2. It’s a good option for sensitive skin.
Lactic acid is a larger molecule size compared to glycolic acid, which makes it less potent and more tolerable. Lactic acid not only stimulates the exfoliation of skin cells, but also increases ceramides, an important fatty acid in your skin to serve as a protective skin barrier. Regardless of its gentleness, Joshua Ross, aesthetician and founder of SkinLab in Los Angeles, always recommends doing a small patch test behind the ear or on the inner arm first to make sure it doesn’t cause an allergic reaction. “After applying, wait 24 hours and see if you have a reaction, as some people do have an allergy to it,” he says.
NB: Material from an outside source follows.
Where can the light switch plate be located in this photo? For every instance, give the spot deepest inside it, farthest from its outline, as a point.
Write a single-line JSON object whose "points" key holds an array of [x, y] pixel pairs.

Beasse adds that because lactic acid is naturally found in milk, for those with milk intolerance, they should look for or synthetically derived or sugar cane–derived lactic acid instead.
3. It shouldn’t be combined with certain actives.
Experts warn that just like any other alphahydroxy acids, it is important to not combine lactic acid with active ingredients such as “retinoids, vitamin C, betahydroxy acids and other alphahydroxy acids to avoid irritation, dryness, flaking or redness,” says Ross. “Too many acids on the skin can increase its sensitivity.” To make sure it plays nice with your existing routine, Dr. Levin says to “start using the product once or twice weekly to ensure that it does not cause irritation, and then increase the frequency to suit your skin.”
4. It’s not always the star ingredient.
Sunday Riley Good Genes (a personal fave; $105) puts lactic acid center stage, but not all products do, and it doesn’t make them any less effective. Dr. Levin likes SkinBetter AlphaRet Overnight Cream ($120), which combines lactic with glycolic, as well as a retinol, which “really highlights the beauty of lactic acid and how versatile it is.” Ross says his go-to is The Ordinary Lactic Acid 10% + HA ($7) because “it’s affordable and blends lactic with hyaluronic acid, so it exfoliates and immediately hydrates the skin.” Beasse is a fan of Environ, and likes its Tri Bio-Botanical Revival Masque ($81), which uses lactic acid to hydrate skin and lighten the appearance of pigmented marks.